I can only speculate of course but it does fit with what was going on in the time period.
I'm afraid I don't have much appreciation of classical music as such, even though I play the piano. It's pretty much the last thing I'd think of listening to, but that's just personal taste. I do enjoy some of the traditional hymns but that's about it.
If talking about painting and sculpture that's a different story. I appreciate art from practically every era of history, though there are some genres I'm more partial to than others. Medieval art alone covers over 1000 years of history and almost all of it has a religious theme.
When I was a teenager I'd have skipped all the Byzantine art in a galley, but these days I try to absorb all of it. I grew to appreciate it as I got older and now I think most of it is stunningly beautiful. I appreciate it for it's position in history, the craftsmanship and skill of the person who created it and the story behind it.

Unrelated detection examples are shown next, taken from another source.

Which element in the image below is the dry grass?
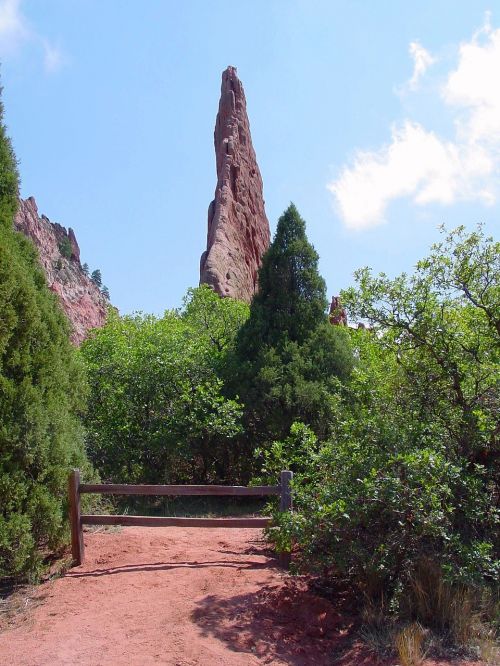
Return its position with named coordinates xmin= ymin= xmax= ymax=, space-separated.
xmin=394 ymin=622 xmax=426 ymax=666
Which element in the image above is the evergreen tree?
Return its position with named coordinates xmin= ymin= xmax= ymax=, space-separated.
xmin=90 ymin=268 xmax=102 ymax=287
xmin=227 ymin=204 xmax=353 ymax=458
xmin=0 ymin=87 xmax=93 ymax=578
xmin=241 ymin=204 xmax=327 ymax=352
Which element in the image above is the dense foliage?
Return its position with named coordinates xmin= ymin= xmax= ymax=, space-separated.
xmin=81 ymin=286 xmax=248 ymax=483
xmin=228 ymin=204 xmax=353 ymax=456
xmin=0 ymin=92 xmax=91 ymax=577
xmin=266 ymin=229 xmax=500 ymax=611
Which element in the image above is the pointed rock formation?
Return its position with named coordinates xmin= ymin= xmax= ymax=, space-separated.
xmin=328 ymin=296 xmax=347 ymax=326
xmin=14 ymin=197 xmax=109 ymax=344
xmin=200 ymin=67 xmax=270 ymax=302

In fact I've been spending some time of late visiting the Met and Cloisters in New York, with an even greater appreciation of conserving these great works, since the recent destruction of ancient artifacts in Iraq, which I find heartbreaking.
Yes I do find the architecture on some of the old churches, mosques, temples, old pagen burial grounds like new grange etc... very beautiful, same with some of the music.